Comme Nathalie, la majorité des femmes en France assument seules 80% des tâches domestiques. Et le déséquilibre entre hommes et femmes est d’autant plus prononcé qu’il y a d’enfants dans la famille, et que le dernier est jeune, selon la dernière étude de l’INED (1). Concrètement, l’institut souhaitait mesurer l’impact d’une naissance sur l’organisation ménagère des familles. Les sondeurs avait donc questionné plusieurs milliers de couples en 2005, puis les avaient retrouvés en 2008. Entre temps, certaines familles avaient eu un premier bébé, ou bien un nouvel enfant de plus. Et le résultat est édifiant…Prenons la préparation du déjeuner et du dîner. Les femmes, qui étaient déjà seules aux casseroles dans 51% des cas, le sont ensuite dans 58% des cas, une fois devenues mamans. Et en cas de bébé supplémentaire dans la famille, les pourcentages explosent : on passe de 72% de mères quasi seules à la cuisine en 2005 , à 77% en 2008. Les choses ne s’arrangent guère non plus côté repassage. L’effet du premier bébé sur le linge du couple ? Celles, qui maniaient déjà quasiment seules le fer à repasser en 2005, soit 57% des femmes, passent à 66% en 2008. Même tendance au côté courses et corvée d’aspirateur. Mieux vaut le savoir avant de mettre un bébé en route…

Il faut dire que selon toutes les études, les hommes s’investissent encore plus dans leur travail quand surviennent les enfants, collant sans doute plus ou moins inconsciemment au rôle classique du pater familias pourvoyeur de ressources … malgré les belles intentions affichées quand les sondeurs viennent les interroger sur leur bonne volonté ménagère . Là, en théorie, 73 % des mâles adultes français estiment sans rire que les hommes devraient mieux partager les tâches domestiques ( 2). En théorie…

Une situation injuste pour les femmes, et désespérément stable : la dernière enquête Emploi du temps de l’INSEE de 1999, qui elle, détaillait toute une journée d’hommes et de femmes , montrait déjà que peu de progrès avaient été réalisés en 13 ans, entre 1986 et 1999 : 8 minutes de travail domestique de plus pour les hommes, une de moins pour les femmes … (3). Encore un effort camarades… Car finalement, peu de choses ont bougé depuis le célèbre slogan féministe des années 70, “ni potiche ni bonniche” ! Le partage du ménage serait-il le dernier combat que les femmes (et les hommes !) doivent encore mener ?
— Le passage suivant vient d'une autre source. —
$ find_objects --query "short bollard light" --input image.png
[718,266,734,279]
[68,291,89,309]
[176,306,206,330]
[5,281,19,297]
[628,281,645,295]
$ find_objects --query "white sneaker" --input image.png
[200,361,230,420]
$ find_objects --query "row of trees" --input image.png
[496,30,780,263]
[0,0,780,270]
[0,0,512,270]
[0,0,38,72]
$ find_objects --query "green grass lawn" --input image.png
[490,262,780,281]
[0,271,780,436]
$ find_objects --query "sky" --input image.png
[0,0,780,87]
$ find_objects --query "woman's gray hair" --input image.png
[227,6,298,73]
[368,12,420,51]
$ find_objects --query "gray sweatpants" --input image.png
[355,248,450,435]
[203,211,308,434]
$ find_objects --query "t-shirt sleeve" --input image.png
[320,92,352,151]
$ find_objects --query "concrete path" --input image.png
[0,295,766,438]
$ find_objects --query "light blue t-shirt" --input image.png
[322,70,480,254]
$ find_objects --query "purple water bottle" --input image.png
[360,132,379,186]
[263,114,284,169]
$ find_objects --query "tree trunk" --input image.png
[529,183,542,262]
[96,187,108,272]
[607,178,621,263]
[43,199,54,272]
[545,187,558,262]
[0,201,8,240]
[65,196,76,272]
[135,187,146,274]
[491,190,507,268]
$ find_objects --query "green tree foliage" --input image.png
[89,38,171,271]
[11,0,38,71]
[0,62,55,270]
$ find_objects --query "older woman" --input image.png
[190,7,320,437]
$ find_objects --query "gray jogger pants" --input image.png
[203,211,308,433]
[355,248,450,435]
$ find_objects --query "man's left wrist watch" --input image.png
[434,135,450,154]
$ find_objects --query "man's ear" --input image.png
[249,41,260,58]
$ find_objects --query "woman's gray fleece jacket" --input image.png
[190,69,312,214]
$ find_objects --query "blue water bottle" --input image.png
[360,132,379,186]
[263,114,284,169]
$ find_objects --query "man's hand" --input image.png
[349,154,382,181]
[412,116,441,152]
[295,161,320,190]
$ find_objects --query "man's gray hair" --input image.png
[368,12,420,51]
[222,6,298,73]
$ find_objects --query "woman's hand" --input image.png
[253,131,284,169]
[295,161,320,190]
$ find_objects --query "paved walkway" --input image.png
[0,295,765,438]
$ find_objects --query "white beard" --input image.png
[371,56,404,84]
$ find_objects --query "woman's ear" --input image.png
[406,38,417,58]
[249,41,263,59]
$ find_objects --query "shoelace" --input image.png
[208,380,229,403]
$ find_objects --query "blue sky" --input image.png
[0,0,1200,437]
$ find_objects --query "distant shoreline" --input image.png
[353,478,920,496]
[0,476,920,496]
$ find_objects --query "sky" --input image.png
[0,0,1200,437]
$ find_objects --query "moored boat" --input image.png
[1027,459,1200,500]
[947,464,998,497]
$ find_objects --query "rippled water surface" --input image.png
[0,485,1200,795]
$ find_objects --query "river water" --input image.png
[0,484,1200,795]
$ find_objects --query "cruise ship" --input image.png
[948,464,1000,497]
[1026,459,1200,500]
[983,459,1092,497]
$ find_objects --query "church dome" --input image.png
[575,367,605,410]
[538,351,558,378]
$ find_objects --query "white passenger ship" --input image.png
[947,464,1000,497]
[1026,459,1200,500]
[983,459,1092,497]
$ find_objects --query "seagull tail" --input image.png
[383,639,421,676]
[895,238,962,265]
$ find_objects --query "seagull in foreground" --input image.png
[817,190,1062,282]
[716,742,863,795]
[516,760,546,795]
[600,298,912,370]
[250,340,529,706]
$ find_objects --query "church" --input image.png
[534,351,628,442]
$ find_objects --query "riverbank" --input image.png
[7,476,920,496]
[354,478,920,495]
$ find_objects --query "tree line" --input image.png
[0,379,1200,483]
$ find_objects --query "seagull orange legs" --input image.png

Les femmes des couples “biactifs”, ceux où les deux travaillent, ne sont pas épargnées par l’injustice ménagère, même si certaines tâches comme la préparation des repas, le passage de l’aspirateur et la vaisselle sont statistiquement un peu mieux partagées. Ainsi, si les femmes au foyer se chargent presque toujours du repassage, (ce qui n’étonnera personne), c’est aussi le cas dans …76,5 % de ces couples où les deux travaillent ! Et pourtant, un fer à repasser n’est pas plus compliqué à manipuler qu’une voiture ou un PC… Notons qu’aucun institut de sondage n’a jamais directement demandé aux hommes qui avouent ne rien faire à la maison, la raison de leur inertie ménagère. Dommage, on aimerait savoir si les allergiques au ménage estiment que balayer ou repasser sont des ” activités de femme”, qui attentent à leur virilité., ou si le contact de l’éponge les dégoûtent à ce point.

Relance : Hommes et femmes n’ont pas la même perception du désordre

Comment expliquer la persistance de ces inégalités qui choquent finalement peu de monde, tant elles sont banales, intériorisées, face au travail domestique ? Tout commence par l’éducation très conformiste encore donnée aux petites filles, même involontairement. Tandis qu’elles sont incitées de tout côté à faire jeu égal avec les garçons, pour la course aux diplômes et aux bons jobs, les fabricants de jouets les ramènent à l’univers domestique en leur proposant immuablement “d’imiter maman”. Les catalogues de noël regorgent de fers et tables à repasser, machines à laver, dinettes, autant d’ustensiles qu’on ne propose pas aux garçons. Et pourtant, si les mères et surtout les pères éduquaient les garçons à faire le ménage, quel impact sur leur future vie de couple !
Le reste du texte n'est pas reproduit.